For each $n \in \Bbb N$, let $$f_{n}(x) = \begin{cases}nx, &0\leq x\leq \frac{1}{n}\\ 1, &\frac{1}{n}<x\leq1\end{cases}$$ Find the limit function of the sequence $f_{n}$. Show that the convergence of the sequence is not uniform.
I am having difficulty in writing a formal proof.
As $n$ tends to $\infty$, we have $x=0$, so $f(x)= 0$. So limit function is $f(x)= 0$.
Next step is to show that the convergence is not uniform. Since for $x=1$ the condition $|f_{n}(x) - f(x)|< \epsilon$ is not satisfied if we take $\epsilon$ less than $1$, so the convergence is not uniform.
Is this approach correct?
Please guide me to write a formal proof for the first part.
limit function $f$
For $x=0$ holds $x \le \frac1n$ for all $n\in\mathbb N$. So $f_n(0) = 0$ for all $n\in\mathbb N$. Thus $f(0)=0$.
For every $x>0$ exists a $N\in\mathbb N$ such that $x>\frac1n$ for all $n>N$ (Archimedean property). That is $f_n(x) = 1$ for all $n>N$. Thus $f(x)=1$.

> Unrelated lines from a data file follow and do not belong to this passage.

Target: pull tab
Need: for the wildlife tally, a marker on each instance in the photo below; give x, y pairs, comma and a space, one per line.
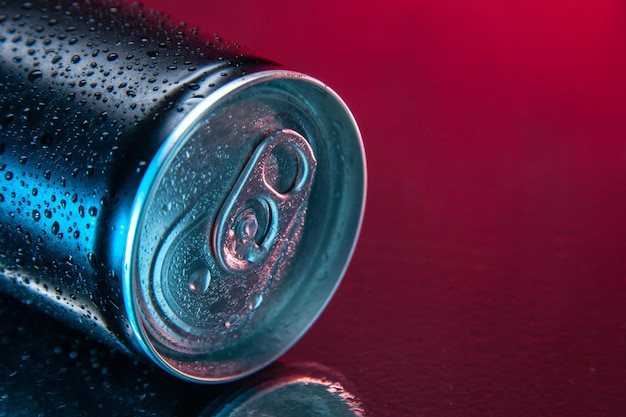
265, 202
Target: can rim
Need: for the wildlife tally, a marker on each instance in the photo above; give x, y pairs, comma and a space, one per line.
139, 334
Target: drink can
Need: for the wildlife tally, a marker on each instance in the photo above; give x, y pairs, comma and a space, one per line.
166, 192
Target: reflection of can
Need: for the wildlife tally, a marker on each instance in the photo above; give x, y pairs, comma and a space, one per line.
168, 193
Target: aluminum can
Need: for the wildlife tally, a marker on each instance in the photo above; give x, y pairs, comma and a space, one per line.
166, 192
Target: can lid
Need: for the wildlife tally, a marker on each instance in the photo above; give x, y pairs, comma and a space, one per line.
243, 226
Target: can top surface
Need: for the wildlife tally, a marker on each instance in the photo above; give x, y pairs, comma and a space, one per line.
243, 225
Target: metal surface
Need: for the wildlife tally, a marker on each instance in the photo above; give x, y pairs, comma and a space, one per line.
489, 278
161, 191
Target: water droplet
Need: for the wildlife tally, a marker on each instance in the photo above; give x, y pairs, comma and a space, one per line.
55, 228
200, 279
256, 301
34, 75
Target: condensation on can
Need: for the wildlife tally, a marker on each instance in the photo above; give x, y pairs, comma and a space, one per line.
168, 193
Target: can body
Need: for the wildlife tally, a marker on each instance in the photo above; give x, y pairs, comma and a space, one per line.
159, 190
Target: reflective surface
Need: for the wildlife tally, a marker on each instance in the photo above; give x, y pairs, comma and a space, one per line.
490, 277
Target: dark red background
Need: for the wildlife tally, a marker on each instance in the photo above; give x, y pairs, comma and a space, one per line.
490, 276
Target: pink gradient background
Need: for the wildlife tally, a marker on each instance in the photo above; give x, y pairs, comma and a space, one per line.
490, 276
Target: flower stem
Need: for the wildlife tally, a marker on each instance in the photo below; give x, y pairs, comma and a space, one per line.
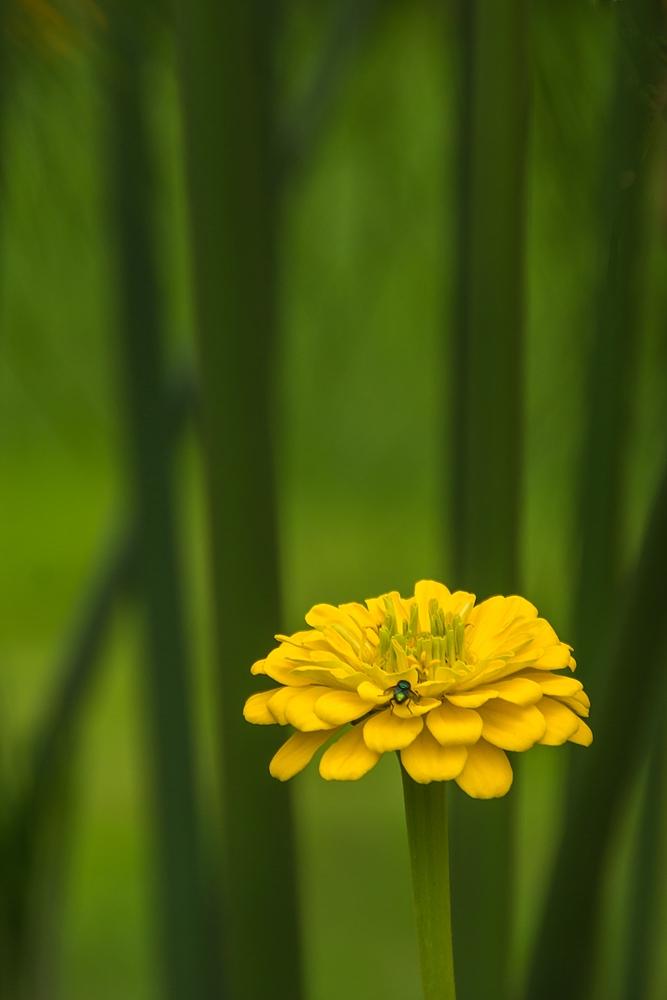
426, 818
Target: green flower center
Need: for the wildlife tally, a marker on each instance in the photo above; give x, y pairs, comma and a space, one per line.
443, 646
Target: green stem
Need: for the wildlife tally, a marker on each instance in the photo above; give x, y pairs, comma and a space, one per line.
426, 818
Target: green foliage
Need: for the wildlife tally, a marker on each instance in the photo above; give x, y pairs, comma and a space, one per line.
363, 431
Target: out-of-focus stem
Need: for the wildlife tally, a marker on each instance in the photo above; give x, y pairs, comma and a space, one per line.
622, 727
488, 349
646, 896
227, 53
426, 818
142, 349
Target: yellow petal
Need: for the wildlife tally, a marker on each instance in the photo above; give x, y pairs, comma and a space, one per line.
300, 710
349, 758
256, 711
472, 699
579, 703
554, 658
426, 760
341, 707
512, 727
561, 722
425, 592
374, 694
554, 684
323, 615
411, 708
457, 603
583, 735
385, 731
279, 668
358, 613
487, 773
297, 752
279, 701
450, 724
518, 690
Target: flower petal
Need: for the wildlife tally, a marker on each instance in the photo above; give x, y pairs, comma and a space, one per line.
472, 699
411, 708
372, 693
450, 724
518, 690
554, 684
341, 707
279, 668
426, 760
256, 711
349, 758
425, 592
385, 731
561, 722
487, 773
299, 710
278, 703
583, 735
512, 727
554, 658
296, 753
579, 703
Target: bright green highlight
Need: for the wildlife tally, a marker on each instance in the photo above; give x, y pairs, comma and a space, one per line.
426, 818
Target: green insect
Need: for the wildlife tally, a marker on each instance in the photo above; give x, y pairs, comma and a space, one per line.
402, 692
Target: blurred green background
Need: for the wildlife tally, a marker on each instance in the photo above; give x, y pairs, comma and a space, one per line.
363, 379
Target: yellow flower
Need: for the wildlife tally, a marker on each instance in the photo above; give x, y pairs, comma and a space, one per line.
450, 685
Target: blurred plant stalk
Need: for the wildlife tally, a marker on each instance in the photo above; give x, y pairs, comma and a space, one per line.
159, 573
227, 54
613, 353
426, 818
608, 616
487, 407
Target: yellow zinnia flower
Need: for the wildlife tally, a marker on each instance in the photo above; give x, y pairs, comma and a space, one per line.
450, 685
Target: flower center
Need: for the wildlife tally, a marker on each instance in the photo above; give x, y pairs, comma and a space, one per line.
408, 647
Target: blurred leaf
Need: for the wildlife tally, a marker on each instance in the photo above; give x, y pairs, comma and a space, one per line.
487, 388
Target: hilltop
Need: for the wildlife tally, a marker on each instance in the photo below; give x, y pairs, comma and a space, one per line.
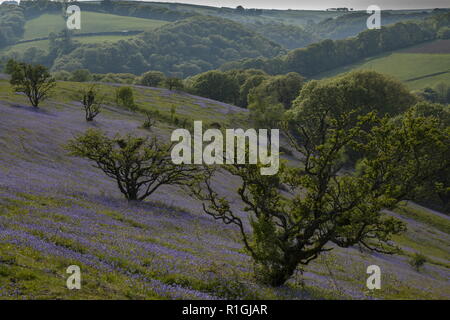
418, 66
57, 210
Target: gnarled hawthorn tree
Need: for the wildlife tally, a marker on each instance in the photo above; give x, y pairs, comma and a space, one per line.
139, 165
92, 102
325, 204
33, 80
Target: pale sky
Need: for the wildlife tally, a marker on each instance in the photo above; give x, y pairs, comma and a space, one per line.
322, 4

So $$f(x) = \begin{cases}0 & x=0\\1 & 0<x\le 1.\end{cases}$$
no uniform convergence
Proof by contradiction: let be $0<ε<\frac12$. Assume there is a $N\in\mathbb N$ such that for all $x\in[0,1]$ and all $n\ge N$: $$\vert f_n(x)-f(x)\vert < ε.$$ Choose $x=\frac{1}{2N}$. Then $f_N(x) = \frac12$. So $$\vert f_N(x)-f(x)\vert = \vert \frac12 - 1\vert = \frac12 \not< ε $$ what is a contradiction.